Let me first thank those who made donations in response to my appeal for support of the Erdheim-Chester Global Alliance. I’ve been provided with few details in respect for the request for anonymity, but let me assure you that the generosity is much appreciated.
My “The Big C” marathon a few days ago? I’m grateful that I was mistaken in that it was only four hours, not eight. I don’t think I could have handled more, I doubt there was a tear left in me to cry out. In the first half hour alone I hit pause three times to give me time to deal with my feelings about the storyline.
What did I get from the final season? A somewhat diminished feeling of isolation, yet at the same time very much a heightened one. It sounds contradictory I know.
I could identify very closely with Laura Linney’s character and the ordeals she faced, it was astounding just how many correlations there were to my own life. It felt like the writers had crawled into my head, it was more than disconcerting to watch what felt like my own life unfolding. Or perhaps more accurately, folding.
I cried uncontrollably when the main character was acknowledging the utter sadness of what she will miss in her child’s life. With that came the reminders of my fears about who will be there for my daughter when I’m gone, when so many seem to have difficulty being around our situation while I’m still here. My disease may not be contagious, but I suspect that the fear of death just might be.
The hardest part of watching the end of the series was how prolonged the dying process was for Cathy Jamison. She would be in a great deal of discomfort and pain, looking like it was close to the end – yet two months, four months, six months later she’d still be hanging in.
Even when Cathy decided that she no longer wished to continue treatment, that she was in every way ready to let go her body still didn’t release her. I don’t think that anyone who isn’t living this scenario can understand the mental fatigue that comes with living like this.
For those of you who might be thinking, geez – Sandy’s still here? I thought that her prognosis was supposed to have her on her way out quite a while ago?
It’s not for lack of letting go. Although I sobbed harder than I have in a very long time at the final scene (if you know my family situation you’ll understand why it was a heartbreaker for me), knowing that everyone close to Cathy could finally pull out of the limbo that they’d been in for years brought to me a sigh of relief.

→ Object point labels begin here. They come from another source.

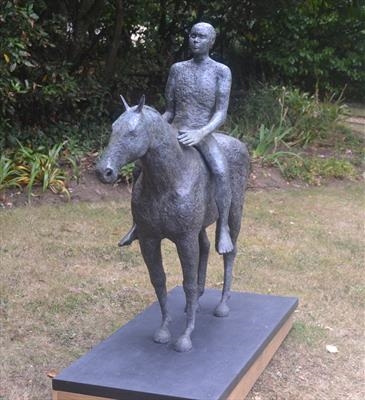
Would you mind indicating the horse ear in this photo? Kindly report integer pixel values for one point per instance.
(141, 103)
(125, 103)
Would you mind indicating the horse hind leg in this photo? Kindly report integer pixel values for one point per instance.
(222, 309)
(204, 247)
(151, 252)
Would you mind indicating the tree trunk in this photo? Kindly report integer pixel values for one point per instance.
(113, 50)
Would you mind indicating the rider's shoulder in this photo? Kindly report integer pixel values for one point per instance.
(178, 66)
(221, 68)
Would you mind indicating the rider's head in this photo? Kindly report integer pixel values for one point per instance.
(201, 38)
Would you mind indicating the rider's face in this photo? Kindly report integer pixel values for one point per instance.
(200, 40)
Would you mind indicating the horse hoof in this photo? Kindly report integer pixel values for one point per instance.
(162, 336)
(183, 344)
(222, 310)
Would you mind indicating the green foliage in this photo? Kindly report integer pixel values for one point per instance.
(270, 139)
(63, 64)
(269, 116)
(314, 170)
(27, 167)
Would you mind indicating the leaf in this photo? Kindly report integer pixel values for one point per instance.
(331, 348)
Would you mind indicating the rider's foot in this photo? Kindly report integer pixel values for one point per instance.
(129, 237)
(224, 244)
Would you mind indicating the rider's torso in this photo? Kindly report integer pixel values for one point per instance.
(195, 93)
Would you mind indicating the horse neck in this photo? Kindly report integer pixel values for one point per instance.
(164, 162)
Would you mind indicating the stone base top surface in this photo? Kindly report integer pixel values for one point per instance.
(130, 366)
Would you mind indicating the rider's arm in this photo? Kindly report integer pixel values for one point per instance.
(169, 114)
(193, 137)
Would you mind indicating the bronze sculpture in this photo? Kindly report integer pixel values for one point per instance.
(191, 177)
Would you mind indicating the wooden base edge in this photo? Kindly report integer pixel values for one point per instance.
(244, 386)
(59, 395)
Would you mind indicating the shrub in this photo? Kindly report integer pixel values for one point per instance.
(314, 170)
(276, 109)
(28, 168)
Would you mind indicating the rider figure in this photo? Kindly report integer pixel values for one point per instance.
(197, 97)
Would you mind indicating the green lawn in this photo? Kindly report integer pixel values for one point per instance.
(65, 286)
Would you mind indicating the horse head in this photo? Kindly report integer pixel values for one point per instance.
(128, 142)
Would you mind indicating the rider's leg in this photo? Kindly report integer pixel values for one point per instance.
(217, 162)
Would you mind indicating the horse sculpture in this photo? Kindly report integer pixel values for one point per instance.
(173, 198)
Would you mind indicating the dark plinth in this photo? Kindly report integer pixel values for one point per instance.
(228, 355)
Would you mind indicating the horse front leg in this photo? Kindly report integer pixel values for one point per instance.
(204, 247)
(222, 309)
(151, 252)
(188, 250)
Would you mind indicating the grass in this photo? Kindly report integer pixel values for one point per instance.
(65, 286)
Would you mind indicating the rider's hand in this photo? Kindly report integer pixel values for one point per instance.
(191, 137)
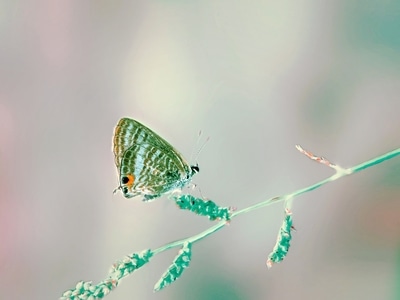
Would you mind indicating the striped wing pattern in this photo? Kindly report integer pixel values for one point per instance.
(152, 165)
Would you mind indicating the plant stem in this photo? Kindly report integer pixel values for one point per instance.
(339, 174)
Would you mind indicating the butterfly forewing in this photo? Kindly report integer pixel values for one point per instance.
(148, 165)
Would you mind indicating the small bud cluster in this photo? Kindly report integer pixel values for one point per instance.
(203, 207)
(130, 263)
(87, 291)
(282, 242)
(175, 270)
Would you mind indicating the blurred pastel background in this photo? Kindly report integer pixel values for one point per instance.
(257, 77)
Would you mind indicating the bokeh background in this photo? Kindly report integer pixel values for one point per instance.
(257, 77)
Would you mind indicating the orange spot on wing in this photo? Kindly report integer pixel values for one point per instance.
(131, 179)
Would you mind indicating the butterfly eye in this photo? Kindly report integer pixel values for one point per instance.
(195, 169)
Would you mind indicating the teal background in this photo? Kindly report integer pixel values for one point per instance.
(257, 77)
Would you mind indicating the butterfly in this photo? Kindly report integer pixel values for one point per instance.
(148, 165)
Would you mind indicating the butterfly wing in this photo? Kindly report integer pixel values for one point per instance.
(148, 165)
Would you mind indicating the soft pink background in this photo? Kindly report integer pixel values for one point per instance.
(257, 77)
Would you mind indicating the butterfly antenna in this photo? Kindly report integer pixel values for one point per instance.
(201, 148)
(197, 143)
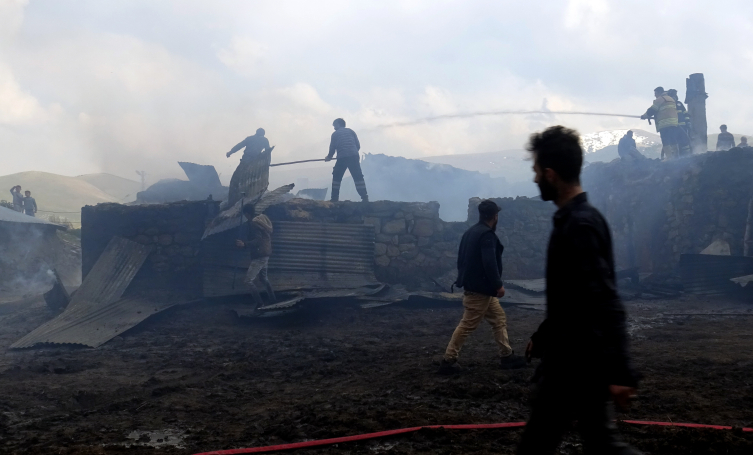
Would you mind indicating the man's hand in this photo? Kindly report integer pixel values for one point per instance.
(501, 292)
(529, 351)
(622, 395)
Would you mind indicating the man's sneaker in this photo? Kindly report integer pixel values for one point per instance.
(512, 362)
(449, 367)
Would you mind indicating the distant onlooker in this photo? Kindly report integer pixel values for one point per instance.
(30, 205)
(726, 140)
(18, 198)
(627, 149)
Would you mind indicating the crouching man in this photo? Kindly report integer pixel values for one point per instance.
(259, 247)
(480, 276)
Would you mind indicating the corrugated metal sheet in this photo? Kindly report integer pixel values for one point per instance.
(305, 256)
(538, 285)
(11, 216)
(94, 326)
(710, 275)
(94, 304)
(250, 177)
(230, 218)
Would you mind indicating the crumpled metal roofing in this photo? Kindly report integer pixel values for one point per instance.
(230, 217)
(96, 312)
(707, 274)
(11, 216)
(250, 177)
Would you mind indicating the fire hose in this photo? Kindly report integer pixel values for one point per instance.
(483, 426)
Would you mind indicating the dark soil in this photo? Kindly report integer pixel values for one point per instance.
(207, 380)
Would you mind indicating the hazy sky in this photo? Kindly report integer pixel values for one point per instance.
(115, 86)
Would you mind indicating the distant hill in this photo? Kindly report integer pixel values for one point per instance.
(123, 190)
(56, 194)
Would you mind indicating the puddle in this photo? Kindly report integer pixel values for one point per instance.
(156, 439)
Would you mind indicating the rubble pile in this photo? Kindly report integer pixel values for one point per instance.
(660, 210)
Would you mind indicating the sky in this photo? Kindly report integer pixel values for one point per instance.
(110, 86)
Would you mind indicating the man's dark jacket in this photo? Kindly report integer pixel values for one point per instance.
(480, 261)
(583, 338)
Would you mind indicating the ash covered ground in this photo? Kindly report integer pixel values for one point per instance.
(197, 378)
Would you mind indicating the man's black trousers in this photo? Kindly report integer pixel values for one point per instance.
(557, 407)
(352, 163)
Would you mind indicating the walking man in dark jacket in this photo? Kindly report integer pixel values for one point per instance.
(582, 342)
(345, 142)
(259, 247)
(480, 276)
(18, 198)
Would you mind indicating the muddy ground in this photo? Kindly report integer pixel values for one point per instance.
(198, 378)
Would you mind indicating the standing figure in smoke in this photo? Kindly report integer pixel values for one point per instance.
(683, 122)
(582, 342)
(345, 142)
(18, 198)
(254, 145)
(30, 205)
(664, 112)
(480, 276)
(725, 141)
(259, 247)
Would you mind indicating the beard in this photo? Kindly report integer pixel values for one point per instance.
(547, 190)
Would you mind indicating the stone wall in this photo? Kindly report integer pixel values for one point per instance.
(414, 246)
(174, 229)
(660, 210)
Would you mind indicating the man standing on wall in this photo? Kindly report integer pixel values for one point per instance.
(664, 113)
(254, 145)
(259, 247)
(480, 276)
(582, 342)
(345, 142)
(18, 198)
(30, 205)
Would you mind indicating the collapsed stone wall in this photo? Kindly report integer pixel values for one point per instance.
(414, 246)
(658, 210)
(174, 230)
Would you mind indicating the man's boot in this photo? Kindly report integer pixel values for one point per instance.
(449, 367)
(512, 362)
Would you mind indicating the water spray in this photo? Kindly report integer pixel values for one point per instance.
(494, 113)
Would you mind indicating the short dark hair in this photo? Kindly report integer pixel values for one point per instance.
(487, 209)
(249, 209)
(558, 148)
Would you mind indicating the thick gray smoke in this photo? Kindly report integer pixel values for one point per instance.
(494, 113)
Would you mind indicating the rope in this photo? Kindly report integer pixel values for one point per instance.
(483, 426)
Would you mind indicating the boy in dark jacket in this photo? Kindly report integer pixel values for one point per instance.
(480, 276)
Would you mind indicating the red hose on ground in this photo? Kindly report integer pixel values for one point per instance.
(381, 434)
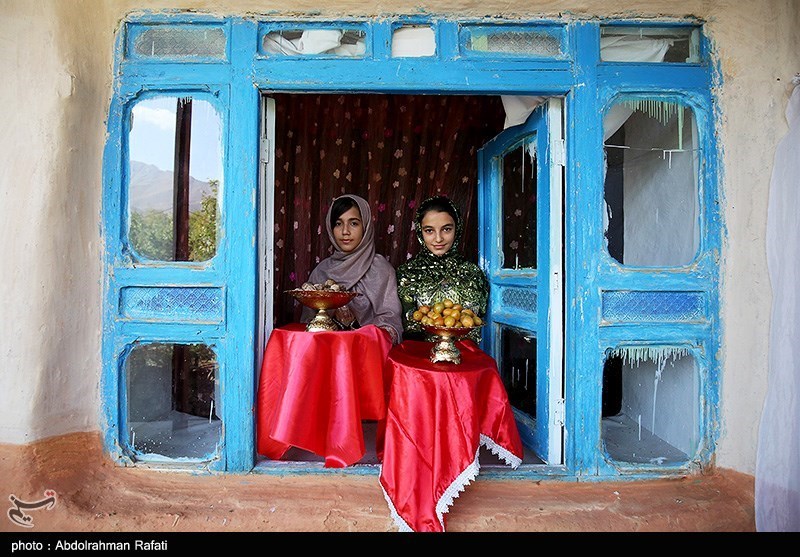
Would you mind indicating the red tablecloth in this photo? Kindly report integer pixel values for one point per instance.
(438, 417)
(316, 387)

We have to do better going forward for our dying. Although Cathy had advocates in her husband and brother and I’m doing the legwork (oh dear, there’s a terrible pun) myself, she, like me, ran into brick wall after brick wall with bureaucracy and others’ fears of bending the rules in the name of compassion. Truly, we must do much better than this.

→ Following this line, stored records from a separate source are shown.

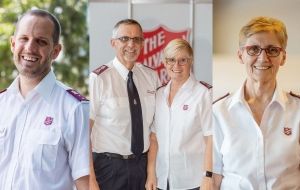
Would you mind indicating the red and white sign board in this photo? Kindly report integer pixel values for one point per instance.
(155, 42)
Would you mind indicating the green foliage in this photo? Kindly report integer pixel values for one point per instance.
(72, 65)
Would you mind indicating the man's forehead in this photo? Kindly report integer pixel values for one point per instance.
(37, 24)
(129, 29)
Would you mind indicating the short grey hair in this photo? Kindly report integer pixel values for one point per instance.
(127, 22)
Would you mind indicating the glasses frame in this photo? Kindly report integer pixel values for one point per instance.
(261, 49)
(167, 59)
(126, 39)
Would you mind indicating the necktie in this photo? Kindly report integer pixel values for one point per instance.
(137, 138)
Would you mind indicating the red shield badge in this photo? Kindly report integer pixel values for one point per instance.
(287, 130)
(48, 120)
(155, 41)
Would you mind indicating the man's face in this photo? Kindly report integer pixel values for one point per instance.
(128, 52)
(32, 46)
(179, 66)
(262, 68)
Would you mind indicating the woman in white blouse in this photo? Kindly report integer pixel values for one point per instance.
(178, 156)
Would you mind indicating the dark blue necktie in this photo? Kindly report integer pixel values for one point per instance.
(137, 137)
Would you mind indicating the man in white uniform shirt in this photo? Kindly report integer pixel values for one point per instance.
(182, 127)
(257, 128)
(43, 125)
(115, 165)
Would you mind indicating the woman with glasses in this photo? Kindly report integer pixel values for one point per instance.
(256, 129)
(178, 156)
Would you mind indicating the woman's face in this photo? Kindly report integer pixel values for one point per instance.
(179, 65)
(262, 65)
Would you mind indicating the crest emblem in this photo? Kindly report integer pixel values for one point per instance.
(185, 107)
(287, 130)
(48, 120)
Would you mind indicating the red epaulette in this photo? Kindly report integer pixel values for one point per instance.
(295, 95)
(76, 95)
(100, 69)
(165, 84)
(1, 91)
(221, 98)
(206, 84)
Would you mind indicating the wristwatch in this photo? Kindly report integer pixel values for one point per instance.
(207, 174)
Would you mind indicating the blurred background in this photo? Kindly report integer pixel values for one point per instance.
(72, 65)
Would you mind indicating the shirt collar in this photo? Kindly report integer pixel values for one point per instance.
(121, 69)
(44, 88)
(278, 97)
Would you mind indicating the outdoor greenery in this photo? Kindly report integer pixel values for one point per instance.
(71, 67)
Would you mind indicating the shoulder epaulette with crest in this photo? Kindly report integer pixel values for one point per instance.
(295, 95)
(76, 95)
(206, 84)
(1, 91)
(100, 69)
(165, 84)
(221, 98)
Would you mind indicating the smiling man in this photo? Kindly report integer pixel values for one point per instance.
(122, 108)
(44, 124)
(256, 129)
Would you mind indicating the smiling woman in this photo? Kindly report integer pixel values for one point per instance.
(182, 126)
(258, 117)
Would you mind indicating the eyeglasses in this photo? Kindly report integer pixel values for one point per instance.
(125, 39)
(255, 50)
(182, 61)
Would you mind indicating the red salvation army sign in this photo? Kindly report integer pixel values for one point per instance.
(154, 43)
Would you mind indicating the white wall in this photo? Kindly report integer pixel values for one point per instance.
(229, 17)
(103, 15)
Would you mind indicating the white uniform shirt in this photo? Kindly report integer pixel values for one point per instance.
(252, 157)
(180, 131)
(44, 142)
(110, 106)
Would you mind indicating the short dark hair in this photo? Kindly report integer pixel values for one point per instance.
(127, 22)
(43, 13)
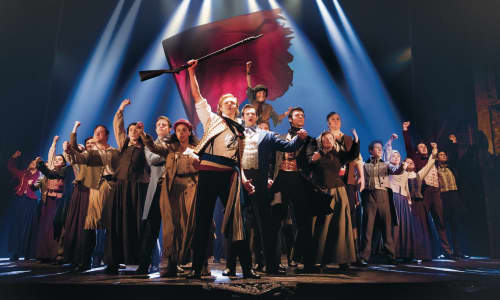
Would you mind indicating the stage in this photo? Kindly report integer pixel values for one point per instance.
(477, 278)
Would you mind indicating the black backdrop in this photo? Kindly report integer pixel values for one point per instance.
(436, 92)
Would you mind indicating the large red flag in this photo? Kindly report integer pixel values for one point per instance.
(226, 73)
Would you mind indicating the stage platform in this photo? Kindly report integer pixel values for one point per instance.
(476, 278)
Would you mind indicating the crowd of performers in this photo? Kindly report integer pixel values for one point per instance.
(314, 199)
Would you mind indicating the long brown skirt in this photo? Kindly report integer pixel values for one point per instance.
(96, 206)
(177, 215)
(333, 234)
(75, 220)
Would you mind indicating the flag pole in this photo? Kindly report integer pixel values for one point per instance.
(145, 75)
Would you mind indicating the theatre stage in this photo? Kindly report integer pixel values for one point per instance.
(477, 278)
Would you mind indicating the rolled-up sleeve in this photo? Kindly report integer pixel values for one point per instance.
(204, 111)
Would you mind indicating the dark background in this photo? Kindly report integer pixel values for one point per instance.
(45, 44)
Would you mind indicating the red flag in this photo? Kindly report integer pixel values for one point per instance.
(226, 73)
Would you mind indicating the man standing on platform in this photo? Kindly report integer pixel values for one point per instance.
(260, 146)
(377, 202)
(352, 173)
(430, 188)
(220, 150)
(151, 216)
(290, 170)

P.S. I don’t often ask for well wishes and prayers, but I’m asking for them tonight to help get Suzanna (and everyone else affected) home safely (or to a dry location). Her first ever drive into Toronto turned into quite an adventure thanks to the weather. Flooded roads and widespread power outages (cars submerged and floating away nearby, thousands of people stranded across the city). Suz – your reasons for going tonight will make your memories of this evening all that more poignant. Swim my angel, swim.